Following is the section of log file when error happened.

cib[26922]: 2008/02/27_06:44:37 info: cib_ccm_msg_callback: PEER:
boxqaha1.cybervisiontech.com.ua
cib[26922]: 2008/02/27_06:44:54 info: cib_stats: Processed 1 operations (
100000.00us average, 0% utilization) in the last 10min
heartbeat[26913]: 2008/02/27_07:46:37 WARN: Gmain_timeout_dispatch: Dispatch
function for send local status was delayed 14130 ms (> 510 ms) before being
called (GSource: 0x649118)
heartbeat[26913]: 2008/02/27_07:46:37 info: Gmain_timeout_dispatch: started
at 654275520 should have started at 654274107
heartbeat[26913]: 2008/02/27_07:46:37 WARN: Late heartbeat: Node
boxqaha1.cybervisiontech.com.ua: interval 15130 ms
heartbeat[26913]: 2008/02/27_07:46:37 WARN: Late heartbeat: Node
boxqaha2.cybervisiontech.com.ua: interval 15280 ms
heartbeat[26913]: 2008/02/27_07:46:37 WARN: Gmain_timeout_dispatch: Dispatch
function for check for signals was delayed 14130 ms (> 510 ms) before being
called (GSource: 0x649f88)
heartbeat[26913]: 2008/02/27_07:46:37 info: Gmain_timeout_dispatch: started
at 654275520 should have started at 654274107
heartbeat[26913]: 2008/02/27_07:46:37 WARN: Gmain_timeout_dispatch: Dispatch
function for update msgfree count was delayed 14270 ms (> 5000 ms) before
being called (GSource: 0x64a0b8)
heartbeat[26913]: 2008/02/27_07:46:37 info: Gmain_timeout_dispatch: started
at 654275520 should have started at 654274093
heartbeat[26913]: 2008/02/27_07:46:37 WARN: Gmain_timeout_dispatch: Dispatch
function for client audit was delayed 11860 ms (> 5000 ms) before being
called (GSource: 0x649bb8)
heartbeat[26913]: 2008/02/27_07:46:37 info: Gmain_timeout_dispatch: started
at 654275520 should have started at 654274334
heartbeat[26913]: 2008/02/27_07:46:38 WARN: 413 lost packet(s) for [
boxqaha2.cybervisiontech.com.ua] [142807:143221]

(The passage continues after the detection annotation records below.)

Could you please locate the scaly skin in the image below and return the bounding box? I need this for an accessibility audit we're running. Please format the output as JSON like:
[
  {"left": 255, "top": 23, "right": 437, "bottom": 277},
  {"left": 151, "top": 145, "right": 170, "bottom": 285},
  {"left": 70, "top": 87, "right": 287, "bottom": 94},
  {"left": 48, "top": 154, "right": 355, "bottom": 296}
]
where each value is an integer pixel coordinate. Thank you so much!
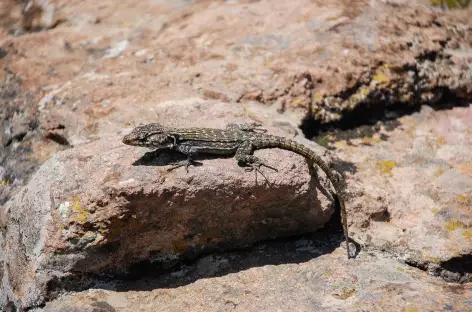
[{"left": 123, "top": 123, "right": 351, "bottom": 258}]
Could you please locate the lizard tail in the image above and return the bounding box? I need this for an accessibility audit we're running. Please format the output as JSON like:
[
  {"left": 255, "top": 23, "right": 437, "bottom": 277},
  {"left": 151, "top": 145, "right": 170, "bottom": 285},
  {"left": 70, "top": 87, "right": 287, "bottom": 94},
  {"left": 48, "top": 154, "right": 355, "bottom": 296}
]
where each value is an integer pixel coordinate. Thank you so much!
[{"left": 256, "top": 136, "right": 351, "bottom": 258}]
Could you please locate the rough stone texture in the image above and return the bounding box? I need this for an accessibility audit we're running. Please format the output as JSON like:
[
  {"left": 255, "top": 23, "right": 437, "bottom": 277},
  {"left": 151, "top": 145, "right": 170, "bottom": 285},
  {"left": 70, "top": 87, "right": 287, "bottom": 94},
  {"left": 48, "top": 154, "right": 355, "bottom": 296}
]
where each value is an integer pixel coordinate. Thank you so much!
[
  {"left": 0, "top": 0, "right": 472, "bottom": 202},
  {"left": 42, "top": 249, "right": 472, "bottom": 312},
  {"left": 334, "top": 105, "right": 472, "bottom": 282},
  {"left": 2, "top": 100, "right": 333, "bottom": 308},
  {"left": 0, "top": 0, "right": 472, "bottom": 311}
]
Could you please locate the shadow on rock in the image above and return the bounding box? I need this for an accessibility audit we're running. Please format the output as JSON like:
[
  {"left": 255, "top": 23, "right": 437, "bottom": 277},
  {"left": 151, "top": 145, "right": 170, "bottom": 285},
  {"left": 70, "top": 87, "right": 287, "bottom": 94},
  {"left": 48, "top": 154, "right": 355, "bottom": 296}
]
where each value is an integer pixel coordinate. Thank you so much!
[{"left": 110, "top": 231, "right": 343, "bottom": 291}]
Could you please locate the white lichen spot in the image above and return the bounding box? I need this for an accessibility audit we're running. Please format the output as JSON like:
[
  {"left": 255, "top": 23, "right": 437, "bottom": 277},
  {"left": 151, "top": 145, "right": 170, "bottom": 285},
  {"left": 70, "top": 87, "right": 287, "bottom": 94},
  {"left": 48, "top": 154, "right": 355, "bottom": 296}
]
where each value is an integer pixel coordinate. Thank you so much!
[
  {"left": 118, "top": 178, "right": 136, "bottom": 186},
  {"left": 57, "top": 202, "right": 70, "bottom": 219}
]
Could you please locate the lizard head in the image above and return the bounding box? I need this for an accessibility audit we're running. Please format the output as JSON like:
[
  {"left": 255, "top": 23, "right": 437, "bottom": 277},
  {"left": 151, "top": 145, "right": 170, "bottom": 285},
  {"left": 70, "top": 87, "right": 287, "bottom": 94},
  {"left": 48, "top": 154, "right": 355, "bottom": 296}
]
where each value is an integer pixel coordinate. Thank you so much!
[{"left": 123, "top": 123, "right": 173, "bottom": 148}]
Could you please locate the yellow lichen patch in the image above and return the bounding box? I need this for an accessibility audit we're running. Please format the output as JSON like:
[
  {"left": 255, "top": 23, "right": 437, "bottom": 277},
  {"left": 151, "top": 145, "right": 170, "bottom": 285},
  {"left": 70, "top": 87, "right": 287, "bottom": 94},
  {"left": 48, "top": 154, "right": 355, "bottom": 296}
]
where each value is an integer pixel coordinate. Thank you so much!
[
  {"left": 313, "top": 93, "right": 324, "bottom": 102},
  {"left": 457, "top": 194, "right": 469, "bottom": 204},
  {"left": 331, "top": 287, "right": 356, "bottom": 300},
  {"left": 444, "top": 219, "right": 466, "bottom": 232},
  {"left": 434, "top": 167, "right": 446, "bottom": 177},
  {"left": 462, "top": 229, "right": 472, "bottom": 240},
  {"left": 436, "top": 137, "right": 446, "bottom": 145},
  {"left": 70, "top": 195, "right": 90, "bottom": 223},
  {"left": 292, "top": 97, "right": 304, "bottom": 106},
  {"left": 361, "top": 136, "right": 380, "bottom": 145},
  {"left": 377, "top": 160, "right": 397, "bottom": 176},
  {"left": 452, "top": 161, "right": 472, "bottom": 176},
  {"left": 348, "top": 86, "right": 370, "bottom": 107},
  {"left": 372, "top": 72, "right": 390, "bottom": 85},
  {"left": 316, "top": 135, "right": 329, "bottom": 147},
  {"left": 334, "top": 140, "right": 348, "bottom": 148}
]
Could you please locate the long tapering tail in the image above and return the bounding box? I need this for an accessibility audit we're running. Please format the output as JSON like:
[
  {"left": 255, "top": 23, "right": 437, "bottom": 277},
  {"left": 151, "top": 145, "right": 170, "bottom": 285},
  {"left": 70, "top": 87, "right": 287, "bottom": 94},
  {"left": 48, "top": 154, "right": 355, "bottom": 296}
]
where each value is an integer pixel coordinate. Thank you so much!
[{"left": 254, "top": 135, "right": 351, "bottom": 258}]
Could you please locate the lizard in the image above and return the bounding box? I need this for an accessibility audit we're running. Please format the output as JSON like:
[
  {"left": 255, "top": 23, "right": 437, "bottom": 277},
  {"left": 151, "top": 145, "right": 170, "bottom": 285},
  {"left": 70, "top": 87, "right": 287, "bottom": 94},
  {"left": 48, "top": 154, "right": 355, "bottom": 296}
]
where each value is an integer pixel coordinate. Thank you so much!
[{"left": 122, "top": 123, "right": 351, "bottom": 259}]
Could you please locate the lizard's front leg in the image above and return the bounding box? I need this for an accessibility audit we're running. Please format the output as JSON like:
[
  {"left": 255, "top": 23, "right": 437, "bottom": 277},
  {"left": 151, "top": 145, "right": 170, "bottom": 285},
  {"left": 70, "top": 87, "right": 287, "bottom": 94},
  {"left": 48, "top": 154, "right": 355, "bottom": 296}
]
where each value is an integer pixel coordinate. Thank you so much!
[{"left": 234, "top": 141, "right": 278, "bottom": 180}]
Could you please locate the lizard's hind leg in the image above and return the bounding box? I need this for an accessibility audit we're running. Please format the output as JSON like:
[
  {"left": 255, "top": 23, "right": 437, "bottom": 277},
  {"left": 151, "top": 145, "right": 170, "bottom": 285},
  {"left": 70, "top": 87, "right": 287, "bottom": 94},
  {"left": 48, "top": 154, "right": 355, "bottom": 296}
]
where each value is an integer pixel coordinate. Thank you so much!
[{"left": 234, "top": 142, "right": 278, "bottom": 182}]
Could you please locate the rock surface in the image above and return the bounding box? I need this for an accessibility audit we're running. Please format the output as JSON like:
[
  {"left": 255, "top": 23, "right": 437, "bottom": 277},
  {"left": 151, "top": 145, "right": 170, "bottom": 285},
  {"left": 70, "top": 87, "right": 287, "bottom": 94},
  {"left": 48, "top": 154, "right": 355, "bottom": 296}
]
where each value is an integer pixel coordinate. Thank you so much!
[
  {"left": 37, "top": 247, "right": 472, "bottom": 312},
  {"left": 0, "top": 0, "right": 472, "bottom": 311}
]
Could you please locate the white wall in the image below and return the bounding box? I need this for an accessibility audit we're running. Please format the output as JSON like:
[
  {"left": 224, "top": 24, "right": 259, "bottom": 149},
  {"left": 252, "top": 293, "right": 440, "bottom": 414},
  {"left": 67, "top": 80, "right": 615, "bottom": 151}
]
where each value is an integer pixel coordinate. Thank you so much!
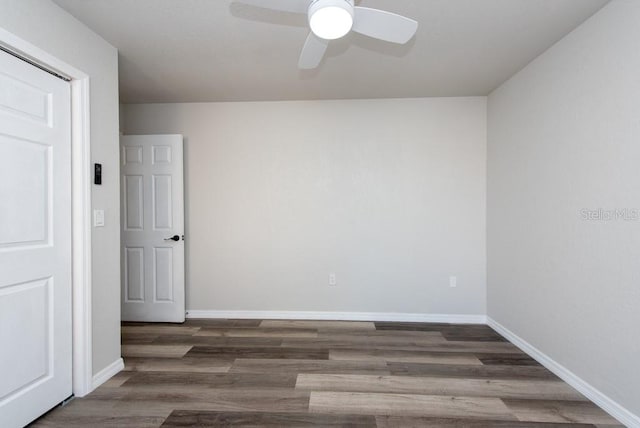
[
  {"left": 0, "top": 0, "right": 120, "bottom": 373},
  {"left": 124, "top": 97, "right": 486, "bottom": 314},
  {"left": 488, "top": 0, "right": 640, "bottom": 415}
]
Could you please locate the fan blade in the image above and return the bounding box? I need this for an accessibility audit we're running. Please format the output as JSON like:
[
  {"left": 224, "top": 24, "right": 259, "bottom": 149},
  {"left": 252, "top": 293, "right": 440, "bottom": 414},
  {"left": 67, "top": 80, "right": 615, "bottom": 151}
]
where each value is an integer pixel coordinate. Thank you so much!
[
  {"left": 353, "top": 6, "right": 418, "bottom": 45},
  {"left": 234, "top": 0, "right": 310, "bottom": 14},
  {"left": 298, "top": 33, "right": 329, "bottom": 70}
]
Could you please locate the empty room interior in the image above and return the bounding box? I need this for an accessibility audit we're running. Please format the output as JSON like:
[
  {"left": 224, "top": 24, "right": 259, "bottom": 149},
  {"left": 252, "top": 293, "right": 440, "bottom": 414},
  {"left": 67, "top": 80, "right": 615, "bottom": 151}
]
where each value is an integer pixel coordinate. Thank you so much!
[{"left": 0, "top": 0, "right": 640, "bottom": 428}]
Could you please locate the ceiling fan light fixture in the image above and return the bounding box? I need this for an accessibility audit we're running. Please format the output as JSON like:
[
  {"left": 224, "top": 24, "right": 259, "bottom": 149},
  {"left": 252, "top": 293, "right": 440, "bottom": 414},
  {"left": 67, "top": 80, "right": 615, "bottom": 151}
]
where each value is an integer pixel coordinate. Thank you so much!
[{"left": 309, "top": 0, "right": 354, "bottom": 40}]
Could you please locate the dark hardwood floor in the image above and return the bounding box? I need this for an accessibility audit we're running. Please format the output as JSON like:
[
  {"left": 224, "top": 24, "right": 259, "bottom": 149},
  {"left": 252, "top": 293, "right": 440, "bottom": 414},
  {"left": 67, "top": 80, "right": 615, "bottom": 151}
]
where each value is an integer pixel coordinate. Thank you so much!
[{"left": 34, "top": 320, "right": 621, "bottom": 428}]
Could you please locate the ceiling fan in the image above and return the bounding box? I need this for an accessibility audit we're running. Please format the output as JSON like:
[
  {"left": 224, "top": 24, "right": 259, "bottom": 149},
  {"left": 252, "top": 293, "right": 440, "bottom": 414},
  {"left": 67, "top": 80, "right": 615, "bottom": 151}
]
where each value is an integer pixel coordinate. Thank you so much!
[{"left": 236, "top": 0, "right": 418, "bottom": 70}]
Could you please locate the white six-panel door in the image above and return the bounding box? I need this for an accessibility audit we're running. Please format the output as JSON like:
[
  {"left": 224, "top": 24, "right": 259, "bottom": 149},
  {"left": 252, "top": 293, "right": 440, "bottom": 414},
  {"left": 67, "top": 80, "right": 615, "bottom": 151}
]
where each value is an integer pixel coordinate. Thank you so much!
[
  {"left": 121, "top": 135, "right": 185, "bottom": 322},
  {"left": 0, "top": 52, "right": 72, "bottom": 427}
]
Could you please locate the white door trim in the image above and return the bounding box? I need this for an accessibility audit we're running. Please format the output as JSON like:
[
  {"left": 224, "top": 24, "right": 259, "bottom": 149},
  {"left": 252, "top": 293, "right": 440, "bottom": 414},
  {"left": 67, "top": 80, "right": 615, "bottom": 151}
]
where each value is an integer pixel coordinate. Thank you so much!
[{"left": 0, "top": 28, "right": 93, "bottom": 397}]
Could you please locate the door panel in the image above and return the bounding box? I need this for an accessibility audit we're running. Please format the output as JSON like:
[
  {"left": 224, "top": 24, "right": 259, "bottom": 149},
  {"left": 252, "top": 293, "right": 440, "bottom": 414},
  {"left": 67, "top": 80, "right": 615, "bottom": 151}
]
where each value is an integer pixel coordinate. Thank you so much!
[
  {"left": 122, "top": 135, "right": 185, "bottom": 322},
  {"left": 0, "top": 48, "right": 72, "bottom": 427}
]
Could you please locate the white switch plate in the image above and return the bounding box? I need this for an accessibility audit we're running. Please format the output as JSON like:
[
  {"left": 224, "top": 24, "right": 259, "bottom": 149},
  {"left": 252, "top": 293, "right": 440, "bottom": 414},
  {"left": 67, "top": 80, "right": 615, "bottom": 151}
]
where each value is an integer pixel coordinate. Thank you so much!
[
  {"left": 329, "top": 273, "right": 337, "bottom": 287},
  {"left": 93, "top": 210, "right": 104, "bottom": 227}
]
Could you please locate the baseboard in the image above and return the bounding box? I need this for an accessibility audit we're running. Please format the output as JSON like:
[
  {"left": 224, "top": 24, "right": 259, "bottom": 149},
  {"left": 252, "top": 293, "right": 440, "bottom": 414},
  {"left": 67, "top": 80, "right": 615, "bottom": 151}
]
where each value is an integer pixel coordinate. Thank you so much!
[
  {"left": 487, "top": 317, "right": 640, "bottom": 428},
  {"left": 187, "top": 310, "right": 487, "bottom": 324},
  {"left": 91, "top": 358, "right": 124, "bottom": 389}
]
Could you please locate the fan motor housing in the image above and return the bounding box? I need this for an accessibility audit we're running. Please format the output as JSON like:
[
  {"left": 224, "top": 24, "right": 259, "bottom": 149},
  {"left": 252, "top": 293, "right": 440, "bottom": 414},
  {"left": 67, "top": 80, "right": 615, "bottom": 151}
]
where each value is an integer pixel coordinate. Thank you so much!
[{"left": 308, "top": 0, "right": 355, "bottom": 40}]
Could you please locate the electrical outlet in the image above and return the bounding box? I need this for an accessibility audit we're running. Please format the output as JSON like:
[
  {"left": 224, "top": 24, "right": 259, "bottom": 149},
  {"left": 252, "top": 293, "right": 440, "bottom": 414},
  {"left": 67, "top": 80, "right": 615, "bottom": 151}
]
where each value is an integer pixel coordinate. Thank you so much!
[{"left": 329, "top": 273, "right": 337, "bottom": 287}]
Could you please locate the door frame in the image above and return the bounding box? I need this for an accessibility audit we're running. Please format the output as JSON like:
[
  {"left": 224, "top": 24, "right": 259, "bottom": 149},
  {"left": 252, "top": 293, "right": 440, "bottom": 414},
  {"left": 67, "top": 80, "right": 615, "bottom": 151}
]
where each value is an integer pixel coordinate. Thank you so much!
[{"left": 0, "top": 28, "right": 93, "bottom": 397}]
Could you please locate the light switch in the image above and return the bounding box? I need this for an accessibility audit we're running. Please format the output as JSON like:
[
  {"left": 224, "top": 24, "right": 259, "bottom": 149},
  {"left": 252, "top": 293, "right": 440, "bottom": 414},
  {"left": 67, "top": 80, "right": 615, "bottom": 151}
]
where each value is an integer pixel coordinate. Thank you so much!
[{"left": 93, "top": 210, "right": 104, "bottom": 227}]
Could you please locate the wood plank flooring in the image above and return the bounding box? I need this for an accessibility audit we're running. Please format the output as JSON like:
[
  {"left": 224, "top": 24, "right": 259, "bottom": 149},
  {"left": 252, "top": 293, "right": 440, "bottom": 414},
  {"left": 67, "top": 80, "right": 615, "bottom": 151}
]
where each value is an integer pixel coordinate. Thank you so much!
[{"left": 33, "top": 320, "right": 621, "bottom": 428}]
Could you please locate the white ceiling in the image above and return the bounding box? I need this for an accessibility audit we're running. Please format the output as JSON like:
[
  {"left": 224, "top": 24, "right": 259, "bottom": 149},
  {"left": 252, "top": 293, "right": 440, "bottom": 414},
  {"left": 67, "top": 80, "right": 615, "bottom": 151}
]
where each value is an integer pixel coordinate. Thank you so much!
[{"left": 54, "top": 0, "right": 607, "bottom": 103}]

heartbeat[26913]: 2008/02/27_07:46:38 ERROR: Cannot write to media pipe 0:
Resource temporarily unavailable
heartbeat[26913]: 2008/02/27_07:46:38 ERROR: Shutting down.
heartbeat[26913]: 2008/02/27_07:46:38 ERROR: Cannot write to media pipe 0:
Resource temporarily unavailable
heartbeat[26913]: 2008/02/27_07:46:38 ERROR: Shutting down.
      ... ... ...
heartbeat[26913]: 2008/02/27_07:46:38 ERROR: Cannot write to media pipe 0:
Resource temporarily unavailable
heartbeat[26913]: 2008/02/27_07:46:38 ERROR: Shutting down.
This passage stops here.